加藤周一先生が亡くなりました。89歳でした。

十数年前、大学4年生の時に半期だけ加藤先生の講義を受講していました。

本居宣長の「玉勝間」とヴォルテールの(多分)「哲学書簡」を順々に読み進めていき、加藤先生が解説し学生と意見交換をするというゼミ形式の講義でした。

先生は、宣長を「宣ちゃん」、ヴォルテールを「ヴォルちゃん」と親しみをこめて呼んでいました。

講義室には終始笑いが溢れ、毎回講義に出るのが楽しみでした。

それは、先生の諧謔に満ちた話術だけではなく、やさしい人柄がなせる業でもあったと思います。

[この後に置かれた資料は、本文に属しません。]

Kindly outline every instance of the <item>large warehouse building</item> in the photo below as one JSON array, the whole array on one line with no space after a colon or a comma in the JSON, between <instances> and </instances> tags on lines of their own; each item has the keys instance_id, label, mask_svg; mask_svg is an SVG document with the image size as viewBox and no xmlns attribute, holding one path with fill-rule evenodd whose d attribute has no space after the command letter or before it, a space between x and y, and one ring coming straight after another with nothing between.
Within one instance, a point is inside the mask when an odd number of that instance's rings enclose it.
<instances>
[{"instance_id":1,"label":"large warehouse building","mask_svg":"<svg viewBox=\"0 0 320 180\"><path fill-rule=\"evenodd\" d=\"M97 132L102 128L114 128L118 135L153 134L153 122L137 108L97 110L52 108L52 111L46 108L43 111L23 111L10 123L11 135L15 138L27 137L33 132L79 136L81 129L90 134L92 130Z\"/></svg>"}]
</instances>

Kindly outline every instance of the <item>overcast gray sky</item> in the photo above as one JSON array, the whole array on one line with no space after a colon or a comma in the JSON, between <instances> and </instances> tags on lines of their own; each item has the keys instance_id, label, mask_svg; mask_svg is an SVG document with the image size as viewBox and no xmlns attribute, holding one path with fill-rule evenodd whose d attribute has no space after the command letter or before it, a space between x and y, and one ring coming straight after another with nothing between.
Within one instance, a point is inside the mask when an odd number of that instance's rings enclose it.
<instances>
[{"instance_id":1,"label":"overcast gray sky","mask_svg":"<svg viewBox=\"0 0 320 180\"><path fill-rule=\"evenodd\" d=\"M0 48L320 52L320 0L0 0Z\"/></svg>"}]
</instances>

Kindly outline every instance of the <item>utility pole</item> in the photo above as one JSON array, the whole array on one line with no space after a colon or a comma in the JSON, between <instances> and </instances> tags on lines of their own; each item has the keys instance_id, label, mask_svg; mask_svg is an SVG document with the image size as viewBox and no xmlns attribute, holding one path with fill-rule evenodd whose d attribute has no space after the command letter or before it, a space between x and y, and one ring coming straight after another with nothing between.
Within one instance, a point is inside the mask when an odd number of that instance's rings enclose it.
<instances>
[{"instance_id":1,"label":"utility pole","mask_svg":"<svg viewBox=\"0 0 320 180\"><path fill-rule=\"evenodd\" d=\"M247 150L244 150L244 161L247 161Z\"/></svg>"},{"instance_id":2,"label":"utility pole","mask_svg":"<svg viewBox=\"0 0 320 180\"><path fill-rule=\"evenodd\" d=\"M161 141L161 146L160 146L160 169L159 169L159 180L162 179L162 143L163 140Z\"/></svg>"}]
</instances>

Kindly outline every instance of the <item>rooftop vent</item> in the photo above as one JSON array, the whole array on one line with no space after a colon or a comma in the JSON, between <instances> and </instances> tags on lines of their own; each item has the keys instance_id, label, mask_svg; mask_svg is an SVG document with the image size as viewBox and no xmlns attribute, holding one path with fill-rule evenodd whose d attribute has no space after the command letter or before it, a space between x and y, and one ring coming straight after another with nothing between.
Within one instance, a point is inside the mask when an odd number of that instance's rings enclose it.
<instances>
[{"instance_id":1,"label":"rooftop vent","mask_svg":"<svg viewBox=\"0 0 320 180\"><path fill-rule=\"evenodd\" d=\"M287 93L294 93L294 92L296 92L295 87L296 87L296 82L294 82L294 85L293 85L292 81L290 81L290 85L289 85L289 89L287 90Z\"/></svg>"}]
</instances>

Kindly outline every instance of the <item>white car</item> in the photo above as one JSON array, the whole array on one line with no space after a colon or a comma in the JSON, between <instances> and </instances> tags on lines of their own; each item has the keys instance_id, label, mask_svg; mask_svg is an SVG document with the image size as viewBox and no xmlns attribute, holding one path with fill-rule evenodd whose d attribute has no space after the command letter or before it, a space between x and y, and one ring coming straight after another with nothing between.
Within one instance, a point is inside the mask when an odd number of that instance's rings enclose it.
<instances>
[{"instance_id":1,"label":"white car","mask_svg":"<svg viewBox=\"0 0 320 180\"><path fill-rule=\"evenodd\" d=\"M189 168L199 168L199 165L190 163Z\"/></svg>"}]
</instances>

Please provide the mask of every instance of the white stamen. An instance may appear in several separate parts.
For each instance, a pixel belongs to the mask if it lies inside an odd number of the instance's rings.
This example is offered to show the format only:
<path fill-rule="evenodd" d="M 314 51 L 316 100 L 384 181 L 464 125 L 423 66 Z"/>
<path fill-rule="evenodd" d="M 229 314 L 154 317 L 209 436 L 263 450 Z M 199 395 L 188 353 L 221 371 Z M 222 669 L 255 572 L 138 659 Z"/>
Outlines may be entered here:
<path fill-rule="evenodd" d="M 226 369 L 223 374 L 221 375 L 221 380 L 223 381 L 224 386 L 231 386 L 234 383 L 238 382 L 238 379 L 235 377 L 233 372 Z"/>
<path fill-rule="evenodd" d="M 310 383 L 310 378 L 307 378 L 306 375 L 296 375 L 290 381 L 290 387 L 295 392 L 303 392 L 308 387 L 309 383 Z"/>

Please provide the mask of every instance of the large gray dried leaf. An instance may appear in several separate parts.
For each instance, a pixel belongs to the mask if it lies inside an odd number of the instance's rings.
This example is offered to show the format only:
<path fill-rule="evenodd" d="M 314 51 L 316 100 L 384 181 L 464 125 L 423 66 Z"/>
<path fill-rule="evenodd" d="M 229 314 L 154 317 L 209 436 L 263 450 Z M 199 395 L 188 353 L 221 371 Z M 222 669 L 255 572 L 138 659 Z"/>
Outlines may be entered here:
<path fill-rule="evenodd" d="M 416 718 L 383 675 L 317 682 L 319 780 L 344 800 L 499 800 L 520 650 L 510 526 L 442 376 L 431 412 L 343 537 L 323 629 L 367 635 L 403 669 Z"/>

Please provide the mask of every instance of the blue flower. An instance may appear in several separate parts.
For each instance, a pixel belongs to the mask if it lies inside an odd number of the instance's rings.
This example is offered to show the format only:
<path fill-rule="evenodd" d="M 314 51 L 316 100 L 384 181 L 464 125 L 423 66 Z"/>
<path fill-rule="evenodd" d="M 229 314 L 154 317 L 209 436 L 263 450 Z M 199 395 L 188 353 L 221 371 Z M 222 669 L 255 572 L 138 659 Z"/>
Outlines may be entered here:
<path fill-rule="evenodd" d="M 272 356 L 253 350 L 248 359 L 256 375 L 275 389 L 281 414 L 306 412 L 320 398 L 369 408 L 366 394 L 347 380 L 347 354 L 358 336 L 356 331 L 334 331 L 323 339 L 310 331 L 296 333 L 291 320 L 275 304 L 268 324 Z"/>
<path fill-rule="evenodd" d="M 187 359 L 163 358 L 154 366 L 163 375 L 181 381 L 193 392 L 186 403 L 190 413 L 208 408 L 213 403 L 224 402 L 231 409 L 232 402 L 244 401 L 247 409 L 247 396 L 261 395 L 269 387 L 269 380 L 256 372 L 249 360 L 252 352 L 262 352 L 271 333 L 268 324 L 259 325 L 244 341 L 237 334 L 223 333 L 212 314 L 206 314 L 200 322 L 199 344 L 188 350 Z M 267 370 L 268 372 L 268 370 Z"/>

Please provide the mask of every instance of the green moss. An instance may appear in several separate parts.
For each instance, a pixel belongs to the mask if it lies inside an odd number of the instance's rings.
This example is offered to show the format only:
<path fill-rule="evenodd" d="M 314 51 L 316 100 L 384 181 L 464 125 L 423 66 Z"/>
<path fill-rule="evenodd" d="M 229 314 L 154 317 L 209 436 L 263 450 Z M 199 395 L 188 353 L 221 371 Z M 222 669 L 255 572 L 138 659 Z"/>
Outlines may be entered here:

残念なのは、先生が教授してくれた内容をきちんと吸収できなかったことですが、それでも印象に残っている話がいくつかあります。

宣長のところで大和魂の話になったのですが、宣長がつかった大和魂の定義はもののあわれを感じる心であって、これは戦時中の日本でつかわれた言葉と全然違う意味であるというような話がありました。

先生が日本文化に拘っていたのは、戦前に軍国主義に雪崩をうって流れた日本社会を理解し、それとは異なる社会に役立つものをこれまでの日本文化の中から引き出そうとされていたからだろうと思います。

晩年は九条の会をよびかけられて、あるべき知識人としての姿を示されました。

楽しかった講義のことを思い出すと、先生は知性とやさしさが両立するということを身をもって示されたのだと思えます。

そういう意味では、あの半期の経験は私にとって宝物です。